Xinzhoubang will supply CATL with 5 units of electrolyte annually from 2026 to 2028. The agreement covers purchase and sales cooperation for the battery material.

CATL has signed a three-year electrolyte supply agreement with Xinzhoubang, securing five units of the battery material annually from 2026 through 2028. The deal, structured as a purchase and sales cooperation, locks in a fixed volume for one of the most volatile components in lithium-ion battery production. The contract size raises immediate questions. Five units per year is a modest allocation for a company that produced batteries for nearly 260 gigawatt-hours of electric vehicles in 2024.

Electrolyte is typically measured in thousands of tons per contract, not single-digit units. This suggests the agreement may cover a specific product line, perhaps a next-generation chemistry or a regional production base, rather than a broad supply chain hedge. Electrolyte prices have swung wildly over the past three years. Lithium hexafluorophosphate, the key salt, surged past 600,000 yuan per ton in 2022 before crashing below 100,000 yuan in 2023.

The volatility has punished both suppliers and buyers who relied on spot markets. Fixed-volume contracts offer stability but also risk locking in unfavorable terms if prices continue to fall. Xinzhoubang is not a household name in the battery supply chain. The company has been expanding its electrolyte capacity, but it remains a smaller player compared to giants like Tinci Materials or Capchem.

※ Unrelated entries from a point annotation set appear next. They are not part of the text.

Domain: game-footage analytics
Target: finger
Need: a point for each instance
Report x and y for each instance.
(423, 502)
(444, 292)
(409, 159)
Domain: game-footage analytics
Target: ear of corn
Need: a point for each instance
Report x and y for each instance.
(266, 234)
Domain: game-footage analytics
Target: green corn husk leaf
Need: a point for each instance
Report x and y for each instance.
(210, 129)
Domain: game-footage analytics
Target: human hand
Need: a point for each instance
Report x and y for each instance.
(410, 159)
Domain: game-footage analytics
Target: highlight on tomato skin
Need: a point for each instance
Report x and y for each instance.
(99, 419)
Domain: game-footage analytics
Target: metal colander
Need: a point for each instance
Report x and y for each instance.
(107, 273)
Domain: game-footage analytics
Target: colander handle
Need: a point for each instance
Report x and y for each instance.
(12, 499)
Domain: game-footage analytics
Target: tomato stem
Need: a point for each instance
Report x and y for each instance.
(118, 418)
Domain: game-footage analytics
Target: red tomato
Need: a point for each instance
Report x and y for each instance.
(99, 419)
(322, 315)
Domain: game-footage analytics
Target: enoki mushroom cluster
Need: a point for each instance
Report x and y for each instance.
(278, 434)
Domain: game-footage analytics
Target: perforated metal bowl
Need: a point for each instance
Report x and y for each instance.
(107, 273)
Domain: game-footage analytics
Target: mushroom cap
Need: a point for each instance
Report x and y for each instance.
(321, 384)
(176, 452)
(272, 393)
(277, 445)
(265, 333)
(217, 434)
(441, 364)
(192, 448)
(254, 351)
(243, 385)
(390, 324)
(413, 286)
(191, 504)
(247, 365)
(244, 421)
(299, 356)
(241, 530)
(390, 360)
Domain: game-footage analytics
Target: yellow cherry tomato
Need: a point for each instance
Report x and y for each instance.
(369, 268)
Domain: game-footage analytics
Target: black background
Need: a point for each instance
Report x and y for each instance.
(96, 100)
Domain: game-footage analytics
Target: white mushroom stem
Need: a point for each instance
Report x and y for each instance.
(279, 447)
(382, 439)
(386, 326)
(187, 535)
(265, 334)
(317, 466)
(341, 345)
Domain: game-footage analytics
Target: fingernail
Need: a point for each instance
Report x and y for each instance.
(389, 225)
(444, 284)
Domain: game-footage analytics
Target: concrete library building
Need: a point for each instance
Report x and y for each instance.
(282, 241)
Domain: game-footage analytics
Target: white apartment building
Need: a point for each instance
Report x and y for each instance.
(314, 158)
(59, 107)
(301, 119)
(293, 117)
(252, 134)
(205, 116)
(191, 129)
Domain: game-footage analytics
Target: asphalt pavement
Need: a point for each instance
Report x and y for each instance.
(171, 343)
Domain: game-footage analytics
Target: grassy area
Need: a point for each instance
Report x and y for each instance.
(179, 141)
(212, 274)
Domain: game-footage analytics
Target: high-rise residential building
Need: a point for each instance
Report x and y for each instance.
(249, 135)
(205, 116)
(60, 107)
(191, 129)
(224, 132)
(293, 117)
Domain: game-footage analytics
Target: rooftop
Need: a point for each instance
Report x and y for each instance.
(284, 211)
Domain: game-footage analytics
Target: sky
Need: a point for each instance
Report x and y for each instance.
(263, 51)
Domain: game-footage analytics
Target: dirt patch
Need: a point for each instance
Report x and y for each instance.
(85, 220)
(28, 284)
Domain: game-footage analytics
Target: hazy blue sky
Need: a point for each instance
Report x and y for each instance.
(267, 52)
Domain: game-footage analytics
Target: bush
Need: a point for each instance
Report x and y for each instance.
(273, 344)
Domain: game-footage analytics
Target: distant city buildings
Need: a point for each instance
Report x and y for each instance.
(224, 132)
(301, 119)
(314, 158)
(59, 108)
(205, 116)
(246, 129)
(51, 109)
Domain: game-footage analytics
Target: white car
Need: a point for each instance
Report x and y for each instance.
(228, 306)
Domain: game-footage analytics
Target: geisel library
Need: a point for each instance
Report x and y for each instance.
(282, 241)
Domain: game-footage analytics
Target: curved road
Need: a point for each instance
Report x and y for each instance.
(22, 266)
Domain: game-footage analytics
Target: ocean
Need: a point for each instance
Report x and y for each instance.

CATL’s willingness to sign a multi-year deal with a relatively niche supplier signals a strategic shift toward diversifying sourcing beyond the usual suspects. The three-year timeline is also noteworthy. Most electrolyte supply agreements in the industry run one to two years, reflecting the rapid pace of technological change in battery chemistry. A three-year commitment suggests CATL has confidence in Xinzhoubang’s ability to maintain quality and cost discipline through multiple product generations.

One detail that escapes casual observation: the agreement covers both purchase and sales cooperation. That two-way language hints at a deeper relationship than a simple buyer-supplier arrangement. CATL may be providing Xinzhoubang with technical specifications, production know-how, or even access to its own raw material procurement network. In exchange, Xinzhoubang could be offering dedicated production lines or priority allocation during supply crunches. The broader context matters.

China’s electrolyte market is oversupplied, with total capacity far exceeding demand. Many producers are operating at 50 percent utilization or lower. A guaranteed offtake agreement with the world’s largest battery maker gives Xinzhoubang a crucial revenue floor while competitors scramble for orders. For CATL, the deal is a small piece of a much larger puzzle. The company has been aggressively verticalizing its supply chain, investing in lithium mines, cathode plants, and recycling facilities.

Electrolyte has been a notable gap in that strategy. This agreement does not fill that gap entirely, but it does provide a template for how CATL might manage the remaining exposure. The real test will come in 2027, when the second year of the contract kicks in. By then, sodium-ion batteries and solid-state electrolytes may have reshaped the demand landscape for conventional liquid electrolyte. If those technologies scale faster than expected, five units could look like too much.

If they stall, it will look like too little.